Intra-arterial urokinase may safely boost reperfusion when mechanical thrombectomy misses the mark for large vessel anterior circulation stroke, an observational study suggested.
The most feared complication -- symptomatic intracranial hemorrhage (sICH) -- was actually numerically less common for patients who got the drug off label for no or incomplete flow after mechanical thrombectomy (5.2% vs 6.9%), with an odds ratio of 0.81 after adjustment for baseline characteristics underlying case selection (95% CI 0.31-2.13).

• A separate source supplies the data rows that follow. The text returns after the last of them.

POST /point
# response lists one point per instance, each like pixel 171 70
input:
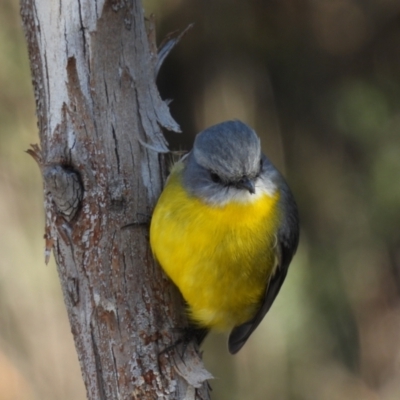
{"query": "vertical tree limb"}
pixel 94 79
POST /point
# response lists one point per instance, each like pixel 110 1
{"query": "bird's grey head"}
pixel 226 164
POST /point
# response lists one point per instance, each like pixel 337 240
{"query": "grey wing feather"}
pixel 288 237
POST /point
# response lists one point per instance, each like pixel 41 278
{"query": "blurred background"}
pixel 319 80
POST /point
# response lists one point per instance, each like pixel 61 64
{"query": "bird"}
pixel 224 230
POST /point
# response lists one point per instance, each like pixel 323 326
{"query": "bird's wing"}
pixel 288 238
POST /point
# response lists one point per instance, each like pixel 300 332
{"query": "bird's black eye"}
pixel 215 177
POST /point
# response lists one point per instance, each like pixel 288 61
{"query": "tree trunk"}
pixel 100 120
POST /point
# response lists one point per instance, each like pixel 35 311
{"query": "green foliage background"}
pixel 319 80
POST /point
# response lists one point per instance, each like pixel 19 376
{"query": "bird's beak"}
pixel 248 184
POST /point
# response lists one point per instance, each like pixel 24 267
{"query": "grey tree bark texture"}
pixel 100 121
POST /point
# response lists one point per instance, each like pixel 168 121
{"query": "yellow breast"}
pixel 220 257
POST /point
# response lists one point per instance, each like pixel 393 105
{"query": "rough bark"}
pixel 100 121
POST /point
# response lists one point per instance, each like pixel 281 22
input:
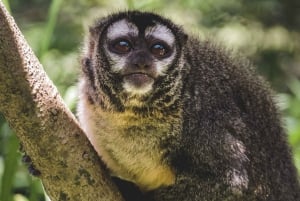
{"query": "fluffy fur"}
pixel 208 128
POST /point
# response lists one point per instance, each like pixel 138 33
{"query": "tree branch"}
pixel 70 168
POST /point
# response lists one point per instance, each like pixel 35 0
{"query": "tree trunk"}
pixel 49 132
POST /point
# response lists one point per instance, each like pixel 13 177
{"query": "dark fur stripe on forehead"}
pixel 142 20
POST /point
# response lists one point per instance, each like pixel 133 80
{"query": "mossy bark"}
pixel 49 132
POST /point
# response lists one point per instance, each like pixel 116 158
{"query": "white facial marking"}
pixel 121 28
pixel 116 30
pixel 162 33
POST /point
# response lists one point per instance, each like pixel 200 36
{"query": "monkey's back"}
pixel 232 131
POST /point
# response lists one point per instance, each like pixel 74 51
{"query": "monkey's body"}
pixel 205 127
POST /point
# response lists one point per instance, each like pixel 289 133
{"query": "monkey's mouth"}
pixel 138 80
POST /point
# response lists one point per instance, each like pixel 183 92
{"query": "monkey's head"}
pixel 133 59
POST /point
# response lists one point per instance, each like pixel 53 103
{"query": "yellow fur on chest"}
pixel 130 146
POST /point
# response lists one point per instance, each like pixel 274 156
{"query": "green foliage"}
pixel 264 31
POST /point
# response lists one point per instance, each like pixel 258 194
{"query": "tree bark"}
pixel 49 132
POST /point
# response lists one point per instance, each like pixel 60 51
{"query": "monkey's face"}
pixel 134 57
pixel 139 56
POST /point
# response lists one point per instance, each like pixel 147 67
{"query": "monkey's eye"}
pixel 121 46
pixel 159 50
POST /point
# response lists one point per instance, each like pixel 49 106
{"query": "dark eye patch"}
pixel 160 49
pixel 121 46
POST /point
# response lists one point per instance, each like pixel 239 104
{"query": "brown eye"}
pixel 122 46
pixel 159 50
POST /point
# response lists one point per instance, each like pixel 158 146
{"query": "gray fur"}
pixel 210 121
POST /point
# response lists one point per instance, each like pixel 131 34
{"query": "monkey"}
pixel 179 118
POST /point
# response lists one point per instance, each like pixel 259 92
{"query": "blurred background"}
pixel 265 31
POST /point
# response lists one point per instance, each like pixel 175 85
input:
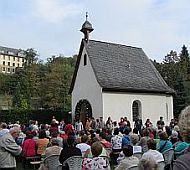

Likewise, secondary endpoints at least tended to favor urokinase in the prospective registry of consecutive patients, reported Urs Fischer, MD, of University Hospital Bern, Switzerland, and colleagues in JAMA Neurology:
  • 90-day mortality: adjusted OR 0.78 (95% CI 0.43-1.40)
  • 90-day functional independence: aOR 1.93 (95% CI 1.11-3.37)

This study moves the field one step closer to one of the primary targets for improving thrombectomy -- "finding reliable means of achieving near-perfect perfusion," wrote Victor Lopez-Rivera, MD, and Sunil Sheth, MD, both of the UTHealth McGovern Medical School in Houston, in an accompanying editorial.
Better reperfusion has translated to better outcomes in prior studies, but only a minority of thrombectomy patients reach the highest Thrombolysis in Cerebral Infarction (TICI) grades of reperfusion, they pointed out.
"There remain occlusions that require multiple passes, some that fragment and travel downstream to occlude distal vessels that are less amenable to mechanical approaches, and still some that, despite multiple attempts, refuse to be removed," the editorialists wrote.
The low hemorrhage rate was remarkable given the history of recombinant prourokinase being denied FDA approval based on a 10% rate of symptomatic hemorrhage, they added.
The researchers called for systemic evaluation of this approach in a multicenter prospective registry or a randomized clinical trial.
Despite limitations as an observational study prone to bias, "the fact that the ICH rate remained comparable to those presented in numerous other studies of MT [mechanical thrombectomy] alone (without additional intra-arterial thrombolysis), as well as those of intravenous thrombolysis alone, speaks to the real possibility of safety for concomitant antithrombotics with MT beyond intravenous alteplase [Activase]," Lopez-Rivera and Sheth wrote.
Urokinase was approved for lysis of pulmonary emboli in adults, but the Kinlytic brand is off the U.S. market, where alteplase is the only approved stroke thrombolytic available.
The study utilized the prospective registry of a tertiary care stroke center to include 993 consecutive participants treated with second-generation mechanical thrombectomy from Jan. 1, 2010 through Aug. 4, 2017 who met criteria for a large vessel occlusion in the anterior circulation and agreed to participate.
Among them, 10.1% got additional intra-arterial urokinase, typically for incomplete reperfusion after thrombectomy (53 of 100).
In those cases with less than TICI grade 3 flow, urokinase was associated with an early improvement in reperfusion for 32 (60.4%), and 18 (34.0%) had an improvement in TICI grade.
"This finding then begs the question of whether concomitant thrombolysis in patients with [large vessel occlusions] is in fact beneficial," the editorialists wrote.
They pointed to the SWIFT-DIRECT trial randomizing large vessel occlusion patients to mechanical thrombectomy with or without IV alteplase.
The study was supported by the Swiss Stroke Society, the Bangerter Foundation, and the Swiss Academy of Medical Sciences.
Fischer disclosed relevant relationships with Medtronic, Stryker, and CSL Behring.
Sheth disclosed an award from the American Academy of Neurology and a grant from the NIH.
Lopez-Rivera disclosed no relevant relationships with industry.